Thing is, that work can be a fight. In Hellickson’s case, the focus on him turned hot after Maddon had sharp words following Tampa Bay’s victory over the San Diego Padres on May 11, when the pitcher blew a four-run lead. The display followed his forgettable start May 6, when he allowed the Toronto Blue Jays to climb from a 7-0 deficit in an eventual Rays loss.
After the San Diego game, Maddon bristled. Usually centered and positive, the manager leaned back in his Tropicana Field office and said, “We want to play in October. We’ve got to be better than that.” The next day, a meeting between Maddon and Hellickson occurred that the manager described as positive for both.
Hellickson’s May slide was magnified, in part, because of success in other areas of the Rays’ rotation. This is a year when left-hander Matt Moore and right-hander Alex Cobb have emerged as two of the American League’s best. The pair has helped compensate for David Price’s absence and overall bizarre season.
They have earned the spotlight. They are the rotation’s current stars.
By comparison, Hellickson appeared to be a weaker link. (Entering Saturday, his 5.59 ERA was a rotation-high. Afterward, it stands at 5.18.)
He appeared to waver when given large leads. He appeared to look one inning from an efficient outing but fall short. He appeared to fight to find comfort in pressure situations.
“I never lost confidence,” Hellickson said. “I’ve been feeling really good. There were a few games where my command wasn’t where I would like it. It has cost me a couple games. But I never lost confidence in what I know I can do.”
He looked confident Saturday. For the Rays, that was the best sign, and it continued a trend. Since the early May criticism from Maddon, Hellickson has staged a turnaround of sorts.
As a result, Tampa Bay has fared better in his recent appearances: The Rays are 3-1 in his starts since May 17. On Saturday, he won consecutive decisions for the first time since July 24 and July 29, 2012.
Yes, Hellickson has received strong run support lately – the Rays have produced totals of 12, 11, eight and seven in this stretch – but he has done enough to be successful.
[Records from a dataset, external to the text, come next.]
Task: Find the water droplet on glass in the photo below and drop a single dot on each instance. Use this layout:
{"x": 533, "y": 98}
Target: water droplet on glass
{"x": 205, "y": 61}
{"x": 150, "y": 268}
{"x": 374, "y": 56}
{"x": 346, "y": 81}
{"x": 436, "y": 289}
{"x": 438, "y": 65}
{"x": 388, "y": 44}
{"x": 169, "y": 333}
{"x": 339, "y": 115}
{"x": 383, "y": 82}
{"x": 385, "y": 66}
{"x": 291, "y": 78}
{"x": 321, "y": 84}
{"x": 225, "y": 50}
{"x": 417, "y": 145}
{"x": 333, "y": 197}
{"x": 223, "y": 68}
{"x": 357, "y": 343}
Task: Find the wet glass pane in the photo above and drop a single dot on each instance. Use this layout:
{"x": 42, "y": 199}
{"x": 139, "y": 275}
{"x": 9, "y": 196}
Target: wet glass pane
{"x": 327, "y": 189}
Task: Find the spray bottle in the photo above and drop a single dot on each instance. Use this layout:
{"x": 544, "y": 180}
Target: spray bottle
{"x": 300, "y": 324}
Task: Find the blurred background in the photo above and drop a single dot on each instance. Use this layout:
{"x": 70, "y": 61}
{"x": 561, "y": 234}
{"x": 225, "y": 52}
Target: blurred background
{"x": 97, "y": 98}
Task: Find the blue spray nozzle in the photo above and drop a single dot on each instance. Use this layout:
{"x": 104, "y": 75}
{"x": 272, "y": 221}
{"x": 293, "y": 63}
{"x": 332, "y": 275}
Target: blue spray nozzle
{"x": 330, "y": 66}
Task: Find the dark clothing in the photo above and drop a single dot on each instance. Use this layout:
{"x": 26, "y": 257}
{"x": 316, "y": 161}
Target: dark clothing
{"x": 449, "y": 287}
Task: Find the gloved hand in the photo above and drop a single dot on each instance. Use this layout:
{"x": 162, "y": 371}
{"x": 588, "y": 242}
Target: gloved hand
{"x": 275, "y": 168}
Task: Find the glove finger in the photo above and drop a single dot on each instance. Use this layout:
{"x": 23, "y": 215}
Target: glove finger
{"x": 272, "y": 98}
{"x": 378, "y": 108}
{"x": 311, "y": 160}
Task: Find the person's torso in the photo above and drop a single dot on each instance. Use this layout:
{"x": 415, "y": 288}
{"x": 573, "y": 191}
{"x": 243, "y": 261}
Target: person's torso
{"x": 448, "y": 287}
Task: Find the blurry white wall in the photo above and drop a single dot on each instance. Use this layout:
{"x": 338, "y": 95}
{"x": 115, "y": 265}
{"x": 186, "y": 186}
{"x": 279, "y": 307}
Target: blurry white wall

He has not allowed a walk in each of his last two starts, only the third time in his career he has accomplished the feat.
Maddon, for one, sees Hellickson’s latest victory as proof of movement forward.
“I think when you stick with the process – the process with him would be to pound the bottom of the strike zone with his fastball, get ahead of hitters and work his changeup off that – work that process and results start to follow,” Maddon said.
“That, I want to believe, is a great first step to get back where he had been.”
The Hellickson of old – the one who finished with an ERA no higher than 3.10 in his first two full seasons in the majors, the one who was thought to be a strong No. 2 in the Rays’ rotation exiting spring – is the version Tampa Bay wants to see.